Al via la nuova campagna di sensibilizzazione della Rai per non lasciare soli i più piccoli davanti allo schermo di Jacopo D’Andrea

Immagini di ogni genere, a getto continuo, in un flusso ininterrotto, da ogni sorta di medium. Una situazione divenuta consueta. Seduti a tavola, mentre i pasti vengono consumati, i telegiornali propongono, molto spesso, scene di violenza o dai contenuti forti. Su un adulto smaliziato non producono grossi effetti. Ma che dire di un bambino? I problemi del cosiddetto parental control sono, quindi, più urgenti che mai in un mondo fondato sulla cultura dell’immagine che, spesso, disattende un sano codice etico di difesa del minore.
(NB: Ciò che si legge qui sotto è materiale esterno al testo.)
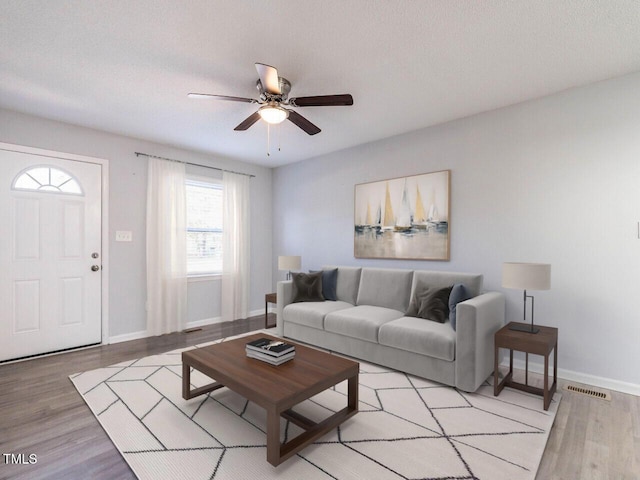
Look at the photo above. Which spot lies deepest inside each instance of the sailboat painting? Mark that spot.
(411, 219)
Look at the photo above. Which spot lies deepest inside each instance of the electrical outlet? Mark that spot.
(124, 236)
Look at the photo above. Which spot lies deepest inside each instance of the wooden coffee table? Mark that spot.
(275, 388)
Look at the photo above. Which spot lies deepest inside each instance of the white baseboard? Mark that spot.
(584, 378)
(193, 324)
(128, 336)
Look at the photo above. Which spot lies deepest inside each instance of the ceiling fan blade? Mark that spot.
(247, 122)
(322, 101)
(222, 97)
(303, 123)
(269, 78)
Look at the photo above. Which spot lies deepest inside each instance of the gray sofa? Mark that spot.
(367, 321)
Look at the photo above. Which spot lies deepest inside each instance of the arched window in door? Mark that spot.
(45, 178)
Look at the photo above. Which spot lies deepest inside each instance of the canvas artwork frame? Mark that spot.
(404, 217)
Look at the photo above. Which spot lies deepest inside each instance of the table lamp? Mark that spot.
(526, 276)
(289, 262)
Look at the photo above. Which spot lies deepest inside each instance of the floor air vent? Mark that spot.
(589, 392)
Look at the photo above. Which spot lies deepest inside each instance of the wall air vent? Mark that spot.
(589, 392)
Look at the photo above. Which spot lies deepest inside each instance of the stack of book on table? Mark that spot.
(275, 352)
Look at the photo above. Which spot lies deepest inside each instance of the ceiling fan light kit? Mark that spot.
(274, 91)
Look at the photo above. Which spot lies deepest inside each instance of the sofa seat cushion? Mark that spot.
(360, 322)
(421, 336)
(311, 314)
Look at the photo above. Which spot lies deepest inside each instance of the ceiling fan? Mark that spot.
(274, 91)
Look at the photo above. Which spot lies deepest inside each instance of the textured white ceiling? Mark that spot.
(127, 66)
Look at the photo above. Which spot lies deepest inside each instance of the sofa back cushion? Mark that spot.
(347, 283)
(384, 287)
(425, 278)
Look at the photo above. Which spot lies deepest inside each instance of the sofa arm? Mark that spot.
(285, 297)
(477, 320)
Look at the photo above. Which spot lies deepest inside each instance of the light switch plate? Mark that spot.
(124, 236)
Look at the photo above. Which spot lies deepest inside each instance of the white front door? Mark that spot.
(50, 254)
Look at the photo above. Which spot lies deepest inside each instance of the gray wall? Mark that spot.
(127, 207)
(556, 180)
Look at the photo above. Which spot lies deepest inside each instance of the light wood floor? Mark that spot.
(41, 413)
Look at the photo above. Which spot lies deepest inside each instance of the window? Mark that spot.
(204, 226)
(47, 179)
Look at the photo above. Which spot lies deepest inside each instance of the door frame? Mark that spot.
(104, 164)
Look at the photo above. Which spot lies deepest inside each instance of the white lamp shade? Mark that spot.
(289, 262)
(526, 276)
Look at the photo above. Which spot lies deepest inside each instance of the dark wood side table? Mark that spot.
(269, 298)
(541, 343)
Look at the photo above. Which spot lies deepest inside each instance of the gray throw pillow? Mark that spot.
(307, 287)
(431, 303)
(435, 305)
(329, 283)
(459, 293)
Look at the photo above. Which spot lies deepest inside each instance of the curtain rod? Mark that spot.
(194, 164)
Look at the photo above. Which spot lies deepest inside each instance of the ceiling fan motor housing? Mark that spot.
(285, 88)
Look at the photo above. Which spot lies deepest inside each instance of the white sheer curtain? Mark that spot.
(166, 247)
(235, 246)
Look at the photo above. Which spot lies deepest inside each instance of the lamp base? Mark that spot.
(520, 327)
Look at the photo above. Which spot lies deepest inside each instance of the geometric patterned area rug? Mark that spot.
(406, 428)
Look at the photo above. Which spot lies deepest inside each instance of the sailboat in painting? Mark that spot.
(419, 218)
(389, 219)
(403, 223)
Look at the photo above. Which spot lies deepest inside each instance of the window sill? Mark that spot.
(203, 277)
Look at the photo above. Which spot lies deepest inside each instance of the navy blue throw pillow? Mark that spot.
(329, 283)
(458, 294)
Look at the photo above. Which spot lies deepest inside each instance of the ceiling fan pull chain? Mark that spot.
(268, 140)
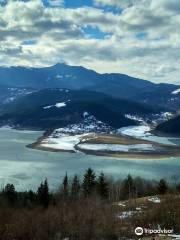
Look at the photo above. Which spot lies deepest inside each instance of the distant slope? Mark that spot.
(52, 108)
(171, 127)
(76, 78)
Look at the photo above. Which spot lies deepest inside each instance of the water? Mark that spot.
(26, 168)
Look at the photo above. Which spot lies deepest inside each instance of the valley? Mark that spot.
(76, 122)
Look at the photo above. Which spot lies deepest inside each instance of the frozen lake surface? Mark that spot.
(26, 168)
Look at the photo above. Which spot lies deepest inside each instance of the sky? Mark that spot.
(140, 38)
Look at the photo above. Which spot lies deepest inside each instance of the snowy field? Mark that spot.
(117, 147)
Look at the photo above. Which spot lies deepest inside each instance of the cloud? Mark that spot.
(142, 40)
(56, 3)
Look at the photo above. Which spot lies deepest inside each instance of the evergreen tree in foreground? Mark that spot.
(10, 193)
(75, 188)
(43, 194)
(102, 187)
(65, 187)
(89, 182)
(162, 186)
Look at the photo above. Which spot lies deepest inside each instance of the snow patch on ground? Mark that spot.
(64, 142)
(117, 147)
(154, 199)
(68, 137)
(59, 105)
(176, 91)
(135, 131)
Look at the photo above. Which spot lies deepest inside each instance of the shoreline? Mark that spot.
(170, 151)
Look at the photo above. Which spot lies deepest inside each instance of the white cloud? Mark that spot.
(56, 3)
(143, 40)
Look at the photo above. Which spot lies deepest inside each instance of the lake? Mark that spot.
(26, 168)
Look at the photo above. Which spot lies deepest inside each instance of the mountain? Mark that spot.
(171, 127)
(76, 78)
(53, 108)
(9, 94)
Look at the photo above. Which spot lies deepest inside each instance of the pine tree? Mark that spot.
(75, 188)
(162, 186)
(65, 187)
(89, 182)
(102, 187)
(10, 193)
(43, 194)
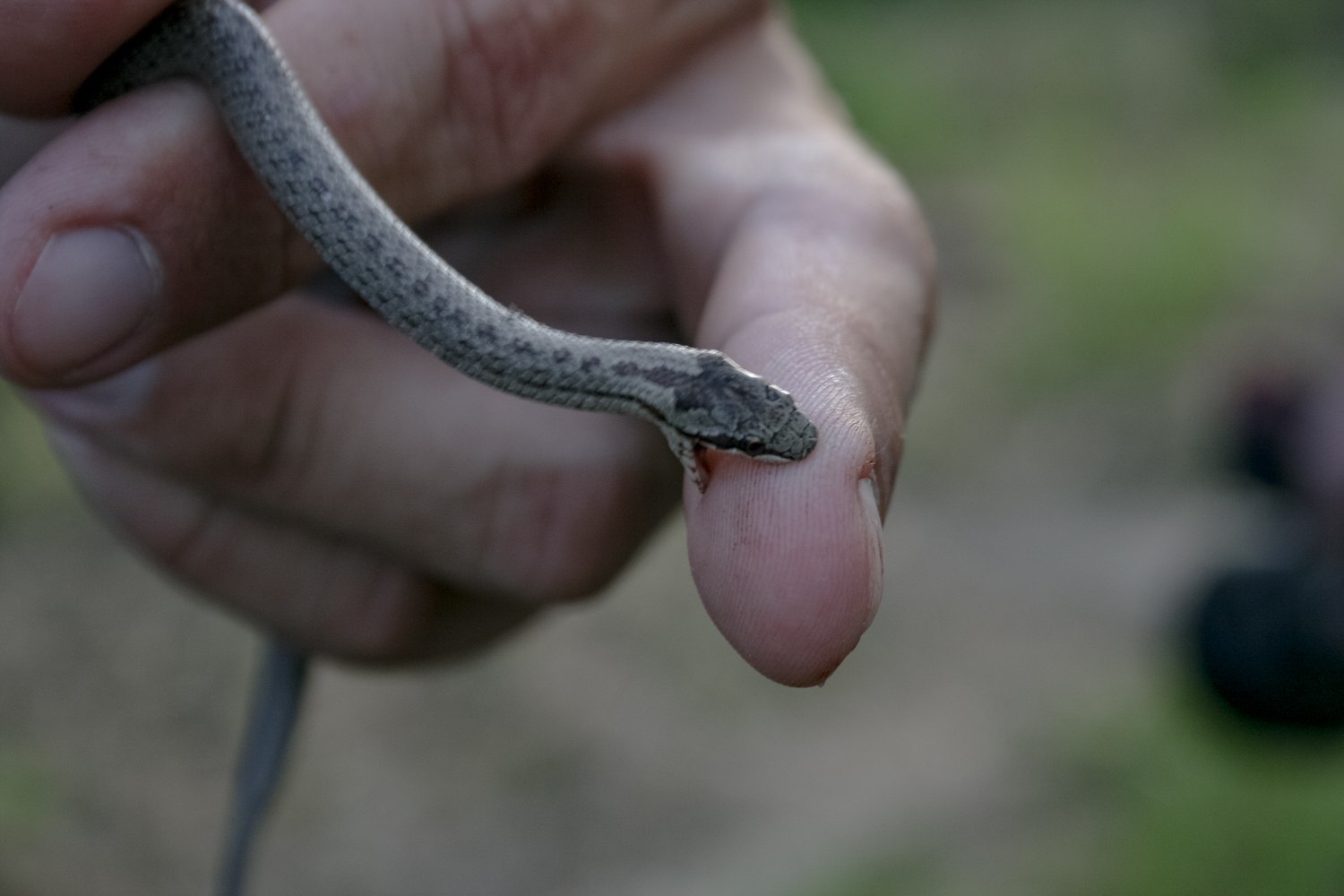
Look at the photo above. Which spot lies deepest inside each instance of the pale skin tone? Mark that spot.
(669, 171)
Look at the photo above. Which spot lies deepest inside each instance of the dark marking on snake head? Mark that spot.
(659, 375)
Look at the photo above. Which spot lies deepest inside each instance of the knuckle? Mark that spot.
(515, 70)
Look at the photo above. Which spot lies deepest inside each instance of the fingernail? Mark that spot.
(868, 498)
(88, 293)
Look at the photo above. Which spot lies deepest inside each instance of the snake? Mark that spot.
(698, 398)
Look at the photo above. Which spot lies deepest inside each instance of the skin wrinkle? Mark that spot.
(499, 58)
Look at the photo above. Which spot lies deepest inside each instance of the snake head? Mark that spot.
(728, 409)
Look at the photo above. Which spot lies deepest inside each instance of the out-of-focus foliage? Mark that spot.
(1105, 177)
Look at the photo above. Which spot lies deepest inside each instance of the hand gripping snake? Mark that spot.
(698, 398)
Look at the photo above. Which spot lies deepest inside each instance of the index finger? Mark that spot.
(819, 276)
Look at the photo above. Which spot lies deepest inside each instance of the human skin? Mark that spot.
(644, 169)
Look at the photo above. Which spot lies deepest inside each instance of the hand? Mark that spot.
(637, 169)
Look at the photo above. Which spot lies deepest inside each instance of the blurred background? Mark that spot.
(1140, 211)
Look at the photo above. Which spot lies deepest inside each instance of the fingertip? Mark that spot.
(788, 559)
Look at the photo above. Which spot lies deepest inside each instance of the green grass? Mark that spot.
(1174, 804)
(27, 791)
(1129, 180)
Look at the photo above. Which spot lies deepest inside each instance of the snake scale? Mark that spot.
(698, 398)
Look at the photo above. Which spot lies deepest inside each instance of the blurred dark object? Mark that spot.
(1269, 638)
(1271, 643)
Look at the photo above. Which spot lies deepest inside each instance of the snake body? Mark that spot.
(695, 397)
(698, 398)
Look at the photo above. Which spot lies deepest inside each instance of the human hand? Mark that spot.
(625, 169)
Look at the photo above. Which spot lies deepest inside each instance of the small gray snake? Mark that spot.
(698, 398)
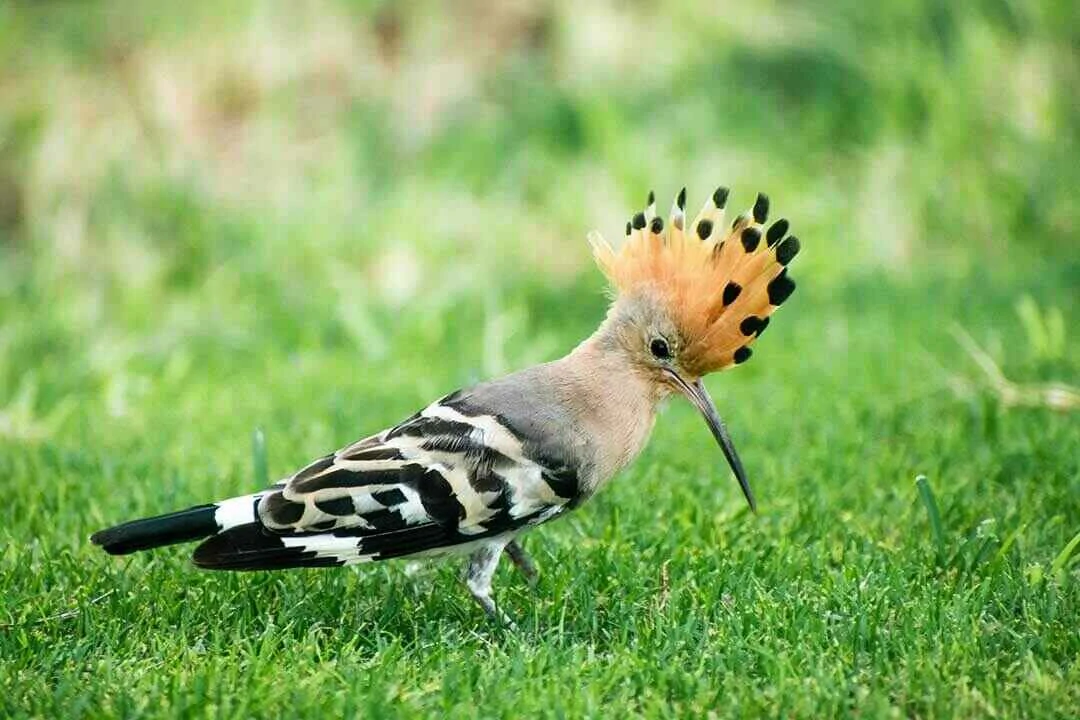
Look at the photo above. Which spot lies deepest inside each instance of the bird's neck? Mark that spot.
(615, 402)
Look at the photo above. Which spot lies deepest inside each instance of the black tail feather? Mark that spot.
(170, 529)
(252, 547)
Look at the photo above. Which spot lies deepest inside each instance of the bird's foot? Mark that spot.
(482, 565)
(523, 561)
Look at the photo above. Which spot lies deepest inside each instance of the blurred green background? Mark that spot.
(314, 217)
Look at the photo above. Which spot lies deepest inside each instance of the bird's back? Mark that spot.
(483, 462)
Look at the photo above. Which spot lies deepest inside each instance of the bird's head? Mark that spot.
(692, 297)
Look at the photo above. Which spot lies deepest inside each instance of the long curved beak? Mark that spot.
(696, 393)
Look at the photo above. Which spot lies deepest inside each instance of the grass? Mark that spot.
(281, 267)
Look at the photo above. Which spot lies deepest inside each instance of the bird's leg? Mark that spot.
(482, 565)
(523, 561)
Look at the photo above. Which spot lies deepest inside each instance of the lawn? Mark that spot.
(302, 225)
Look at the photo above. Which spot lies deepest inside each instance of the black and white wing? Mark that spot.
(447, 476)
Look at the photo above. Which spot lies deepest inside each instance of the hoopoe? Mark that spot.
(477, 467)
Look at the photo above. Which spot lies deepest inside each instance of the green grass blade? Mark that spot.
(1057, 567)
(259, 458)
(935, 519)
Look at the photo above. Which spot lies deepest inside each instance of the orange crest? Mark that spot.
(720, 288)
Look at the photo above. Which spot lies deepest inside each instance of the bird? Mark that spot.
(477, 467)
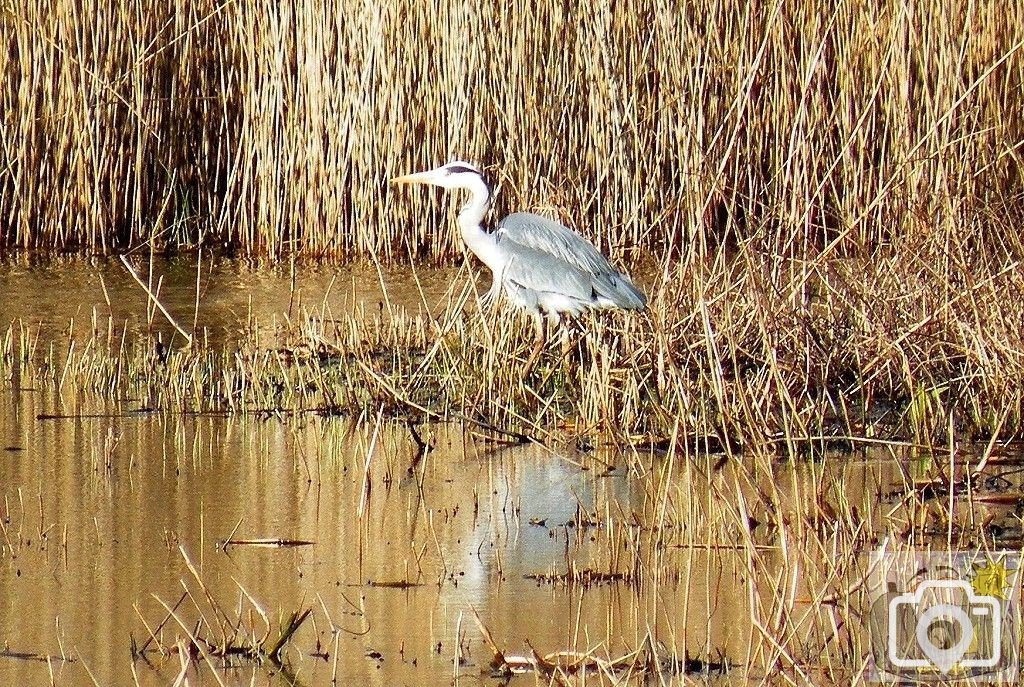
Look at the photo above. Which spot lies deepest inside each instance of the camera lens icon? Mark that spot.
(942, 621)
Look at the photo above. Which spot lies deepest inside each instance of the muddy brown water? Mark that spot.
(98, 507)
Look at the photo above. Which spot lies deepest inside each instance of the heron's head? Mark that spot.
(456, 174)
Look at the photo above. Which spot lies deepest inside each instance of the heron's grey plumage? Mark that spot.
(610, 288)
(542, 266)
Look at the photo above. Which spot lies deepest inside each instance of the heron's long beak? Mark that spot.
(419, 177)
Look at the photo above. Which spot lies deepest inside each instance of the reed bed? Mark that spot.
(803, 130)
(737, 351)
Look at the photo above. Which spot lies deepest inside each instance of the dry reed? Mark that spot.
(805, 130)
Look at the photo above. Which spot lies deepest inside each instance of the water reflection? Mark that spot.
(94, 509)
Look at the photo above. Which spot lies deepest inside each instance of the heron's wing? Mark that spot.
(552, 239)
(546, 274)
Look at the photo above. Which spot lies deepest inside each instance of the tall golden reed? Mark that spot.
(272, 127)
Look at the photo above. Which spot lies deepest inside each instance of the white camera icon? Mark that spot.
(949, 604)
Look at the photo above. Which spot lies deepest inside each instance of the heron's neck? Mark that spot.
(471, 224)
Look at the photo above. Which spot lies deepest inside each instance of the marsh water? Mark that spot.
(112, 519)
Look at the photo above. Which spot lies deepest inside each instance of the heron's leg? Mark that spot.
(564, 327)
(538, 343)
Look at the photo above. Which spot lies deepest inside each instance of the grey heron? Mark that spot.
(543, 266)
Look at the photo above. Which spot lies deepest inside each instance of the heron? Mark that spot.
(542, 266)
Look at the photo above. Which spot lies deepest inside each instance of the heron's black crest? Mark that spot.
(459, 169)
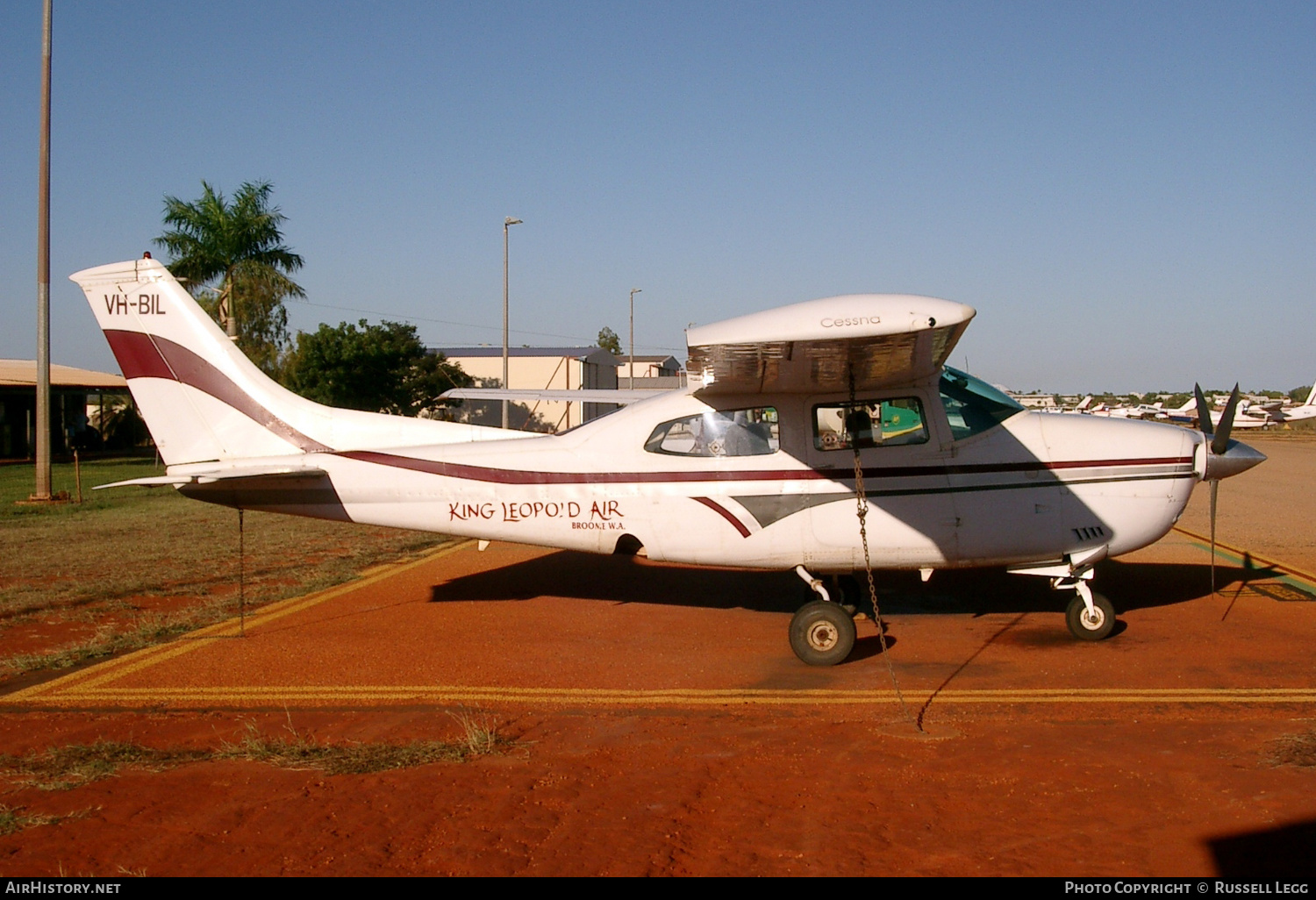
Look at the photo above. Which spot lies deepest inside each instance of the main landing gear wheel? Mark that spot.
(821, 633)
(1090, 628)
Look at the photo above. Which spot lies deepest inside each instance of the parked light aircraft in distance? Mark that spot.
(755, 465)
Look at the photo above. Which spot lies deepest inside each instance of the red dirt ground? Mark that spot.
(663, 728)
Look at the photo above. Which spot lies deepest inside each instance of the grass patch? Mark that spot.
(112, 557)
(61, 768)
(66, 768)
(1292, 750)
(13, 818)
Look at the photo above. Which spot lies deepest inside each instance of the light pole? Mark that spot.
(44, 274)
(633, 292)
(507, 224)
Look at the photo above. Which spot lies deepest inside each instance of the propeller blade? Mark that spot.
(1203, 412)
(1215, 487)
(1220, 442)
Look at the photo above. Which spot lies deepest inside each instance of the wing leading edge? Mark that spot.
(883, 339)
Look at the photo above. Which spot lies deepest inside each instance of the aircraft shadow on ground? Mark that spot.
(1282, 852)
(979, 591)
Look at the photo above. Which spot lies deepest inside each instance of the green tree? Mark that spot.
(610, 341)
(374, 368)
(232, 257)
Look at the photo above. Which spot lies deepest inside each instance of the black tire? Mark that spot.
(821, 633)
(1090, 629)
Per questo la Rai, in collaborazione con il ministero delle Comunicazioni, lancerà dal 10 gennaio una nuova campagna televisiva di sensibilizzazione: uno spot di 37 secondi dallo slogan “Bambini e televisione: meglio non distrarsi”, allo scopo d’invitare le famiglie, gli educatori e i genitori a stare accanto ai bambini, fornendo loro gli strumenti necessari per una corretta comprensione.

Efficace, in tal senso, l’inizio del filmato, visibile in anteprima sul sito internet del ministero delle Comunicazioni. Schegge confuse, con le forme dei pezzi di un puzzle, in cui sono rappresentati visi e voci del giornalismo televisivo, si incastrano in un mosaico raffigurante un grande punto di domanda. L’idea di un pericolo di smarrimento del bambino dalla strada del giusto discernimento di segni non appartenenti al suo mondo è stigmatizzata, in maniera pregnante, dalla raffigurazione di una sentiero simile a quello dei cartoons, dove campeggiano cartelli che dipingono scene prese da trasmissioni d’informazione. Alla fine del percorso, un segnale stradale di pericolo indica, simbolicamente, il rischio sotteso nel lasciare i minori soli, senza una figura responsabile, davanti a un elettrodomestico che, schizofrenicamente, mischia i cartoni animati ai teatri di guerra.